The daily trading volume is $500 million, I only heard about HIP-3 yesterday.

Here is my output exercise after lunch, feeling bored.

Teachers, please go easy on me 🤓

(From the perspective of a newbie looking at the development of the crypto market)

I was curious, so I looked into the revenue model of HIP-3.

Basically, we can imagine Hyperliquid as a big supermarket, and HIP-3 is like adding a branch system to the supermarket: allowing others (those contract deployers) to open their own small shops, but the supermarket can still share the profits. In simple terms, HIP-3 helps Hyperliquid make money in the following ways:

Direct earnings: profit sharing and deposits.

When trading in new stores (HIP-3 Market) opened by others, the transaction fees collected are split equally between Hyperliquid and the shop owner. The transaction fee is already double that of the old store (for example, the old store charges 0.03%, while the new store charges 0.06%), so the supermarket does not lose money. Before opening a store, a large deposit of $HYPE (at least $5 million) must be made, just like a security deposit. If the shop owner messes up, the deposit may be forfeited, and Hyper directly profits. I've heard there’s also a model where extra store openings can be auctioned, allowing Hyper to earn money as well. The result is more new stores, leading to higher supermarket revenue. For example, yesterday contributed $200,000 in transaction fees (I checked, may have errors).

Indirect earnings would mean that this wave has boosted Hyperliquid's popularity again. Now, it's not just those copying coins using it, but also those involved in stock trading and bond copying.
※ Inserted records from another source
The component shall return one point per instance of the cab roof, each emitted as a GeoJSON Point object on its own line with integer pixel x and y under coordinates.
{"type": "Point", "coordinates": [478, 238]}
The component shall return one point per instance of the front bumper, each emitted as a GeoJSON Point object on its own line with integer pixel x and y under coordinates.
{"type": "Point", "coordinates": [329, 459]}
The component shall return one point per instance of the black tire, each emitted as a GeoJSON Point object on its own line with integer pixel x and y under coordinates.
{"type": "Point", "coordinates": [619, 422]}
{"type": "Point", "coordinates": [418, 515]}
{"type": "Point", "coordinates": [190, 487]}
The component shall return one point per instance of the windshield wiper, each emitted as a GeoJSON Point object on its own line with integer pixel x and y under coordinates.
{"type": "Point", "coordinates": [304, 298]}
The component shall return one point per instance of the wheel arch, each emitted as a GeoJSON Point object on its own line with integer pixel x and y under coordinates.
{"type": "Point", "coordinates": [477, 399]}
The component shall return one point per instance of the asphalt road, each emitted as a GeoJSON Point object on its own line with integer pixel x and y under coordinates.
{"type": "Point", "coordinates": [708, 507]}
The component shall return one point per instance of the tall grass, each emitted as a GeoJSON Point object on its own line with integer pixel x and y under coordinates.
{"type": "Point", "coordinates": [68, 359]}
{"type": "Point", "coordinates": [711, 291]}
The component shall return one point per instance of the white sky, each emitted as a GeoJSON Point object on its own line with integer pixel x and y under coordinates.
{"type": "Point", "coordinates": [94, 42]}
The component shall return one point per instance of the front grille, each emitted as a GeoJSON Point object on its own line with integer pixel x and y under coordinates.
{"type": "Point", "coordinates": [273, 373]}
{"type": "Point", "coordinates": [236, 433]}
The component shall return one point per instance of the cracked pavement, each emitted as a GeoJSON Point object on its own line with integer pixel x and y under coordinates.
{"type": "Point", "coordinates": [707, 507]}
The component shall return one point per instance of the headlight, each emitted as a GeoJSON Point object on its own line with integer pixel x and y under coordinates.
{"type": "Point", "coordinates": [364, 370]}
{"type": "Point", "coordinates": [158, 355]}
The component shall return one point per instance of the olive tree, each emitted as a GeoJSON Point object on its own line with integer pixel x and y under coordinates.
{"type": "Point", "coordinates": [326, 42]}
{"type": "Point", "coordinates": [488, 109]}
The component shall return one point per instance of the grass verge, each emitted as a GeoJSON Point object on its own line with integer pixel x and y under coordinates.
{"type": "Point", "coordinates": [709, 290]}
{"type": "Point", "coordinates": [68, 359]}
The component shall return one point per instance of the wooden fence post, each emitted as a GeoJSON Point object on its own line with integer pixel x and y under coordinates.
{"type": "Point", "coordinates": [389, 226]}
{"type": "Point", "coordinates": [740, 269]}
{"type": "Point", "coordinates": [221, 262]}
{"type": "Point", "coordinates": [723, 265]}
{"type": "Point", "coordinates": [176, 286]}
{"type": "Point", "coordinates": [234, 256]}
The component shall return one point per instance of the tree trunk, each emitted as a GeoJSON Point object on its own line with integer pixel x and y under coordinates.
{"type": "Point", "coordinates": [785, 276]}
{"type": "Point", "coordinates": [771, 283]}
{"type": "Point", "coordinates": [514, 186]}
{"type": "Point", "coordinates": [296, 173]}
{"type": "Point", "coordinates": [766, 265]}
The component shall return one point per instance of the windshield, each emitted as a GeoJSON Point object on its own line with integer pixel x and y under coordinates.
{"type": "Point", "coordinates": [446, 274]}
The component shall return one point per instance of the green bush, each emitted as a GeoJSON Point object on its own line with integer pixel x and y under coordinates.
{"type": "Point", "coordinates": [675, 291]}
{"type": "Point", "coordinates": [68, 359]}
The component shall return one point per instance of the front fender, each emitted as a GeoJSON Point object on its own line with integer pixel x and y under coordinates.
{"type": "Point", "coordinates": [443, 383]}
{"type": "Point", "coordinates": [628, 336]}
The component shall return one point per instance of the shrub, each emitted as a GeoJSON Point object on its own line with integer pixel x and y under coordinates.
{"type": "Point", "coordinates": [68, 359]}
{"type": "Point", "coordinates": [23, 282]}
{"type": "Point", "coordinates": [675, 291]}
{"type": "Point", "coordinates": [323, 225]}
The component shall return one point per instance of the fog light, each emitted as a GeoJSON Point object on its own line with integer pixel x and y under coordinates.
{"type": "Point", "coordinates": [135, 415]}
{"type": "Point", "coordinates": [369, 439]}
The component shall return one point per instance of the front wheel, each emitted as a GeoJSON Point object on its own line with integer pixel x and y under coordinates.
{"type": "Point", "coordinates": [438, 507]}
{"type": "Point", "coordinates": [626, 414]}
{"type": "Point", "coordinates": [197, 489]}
I can naturally understand the rise of $HYPE.

To explain: HIP-3 allows Hyper, this big supermarket, to sell more items (not just crypto, but also stocks and other things), attracting more "customers" to shop. More customers lead to more transactions, and naturally, transaction fees rise. Deposits also lock up $HYPE; my understanding is that with less circulation, prices are easier to increase. The supermarket uses 97% of its income to buy back tokens to burn, making the tokens more valuable, attracting more people to participate, creating a snowball effect: more stores → more people → more money → more expensive tokens → more stores.

The overall profit model is that simple: it relies on the transaction fees from customers buying things to survive. The fees are low, but the trading volume is large, earning over $100 million a year. HIP-3 is a good thing.